Fenglong Ma is currently an Assistant Professor in the College of Information Science and Technology at the Pennsylvania State University (PSU). He received his Ph.D. from the Department of Computer Science and Engineering, University at Buffalo (UB) in 2019, and subsequently joined PSU. His research interests lie in data mining and machine learning, with an emphasis on mining health-related data. His research interests also include natural language processing, social network mining, and security. He has published over 60 papers in top conferences and journals such as KDD, WWW, AAAI, IJCAI, ACL, CIKM, WSDM, ICDM, SDM, and TKDE. More information can be found at his website: http://personal.psu.edu/ffm5105/

Muchao Ye is a Ph.D. student at the College of Information Sciences and Technology, the Pennsylvania State University. His research interests are data mining and machine learning, especially the topics related to temporal data such as electronic health records and videos. He has published research papers in top conferences such as KDD, WWW, ACM MM, and CIKM. Muchao received his B.S. in Information Engineering from South China University Of Technology, China in 2019.

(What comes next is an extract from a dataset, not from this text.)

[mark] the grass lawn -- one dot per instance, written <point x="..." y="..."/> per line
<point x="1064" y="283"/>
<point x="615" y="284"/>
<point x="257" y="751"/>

Junyu Luo is currently a Ph.D. student at the College of Information Sciences and Technology, Pennsylvania State University. He received his B.S. degree in Computer and Technology from Sichuan University, China in 2020. His current research interests include data mining and machine learning. More specifically, he is interested in data mining in sequential medical data and medical text-related topics. His research results have been published in KDD, WWW, and CIKM.

Cao Xiao is the senior director and head of data science and machine learning at Amplitude. Her research focuses on developing machine learning and deep learning models to solve real world healthcare and business challenges and has been published in leading AI conferences including KDD, NeurIPS, ICLR, AAAI, IJCAI, SDM, ICDM, WWW and top health informatics and data mining journals such as Nature Scientific Reports, JAMIA, Bioinformatics and TKDE. Prior to Amplitude, she was the director of machine learning in the Analytics Center of Excellence (ACOE) of IQVIA from 2019 to 2021 and a research staff member leading AI for Healthcare research at IBM Research AI from 2017 to 2019 and served as member of the IBM Global Technology Outlook Committee from 2018 to 2019. She acquired her Ph.D. degree from University of Washington, Seattle in 2016.

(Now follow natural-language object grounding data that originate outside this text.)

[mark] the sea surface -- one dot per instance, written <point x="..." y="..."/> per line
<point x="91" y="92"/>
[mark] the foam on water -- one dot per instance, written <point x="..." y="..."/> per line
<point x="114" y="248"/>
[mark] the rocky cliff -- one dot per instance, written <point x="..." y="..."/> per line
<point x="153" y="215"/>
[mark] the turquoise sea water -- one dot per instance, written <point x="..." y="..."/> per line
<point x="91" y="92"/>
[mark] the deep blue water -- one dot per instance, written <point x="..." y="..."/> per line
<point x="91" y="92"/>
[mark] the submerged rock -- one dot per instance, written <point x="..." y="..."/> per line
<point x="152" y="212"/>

Jimeng Sun is the Health Innovation Professor at Computer Science Department and Carle’s Illinois College of Medicine at University of Illinois, Urbana-Champaign. Previously, he was at the College of Computing at Georgia Institute of Technology and was a research staff member at IBM TJ Watson Research Center. His research focuses on health analytics and data mining, especially in designing tensor factorizations, deep learning methods, and large-scale predictive modeling systems. He published over 120 papers and filed over 20 patents (5 granted). He has received SDM/IBM early career research award 2017, ICDM best research paper award in 2008, SDM best research paper award in 2007, and KDD Dissertation runner-up award in 2008. Dr. Sun received B.S. and M.Phil. in Computer Science from Hong Kong University of Science and Technology in 2002 and 2003, M.Sc and PhD in Computer Science from Carnegie Mellon University in 2006 and 2007.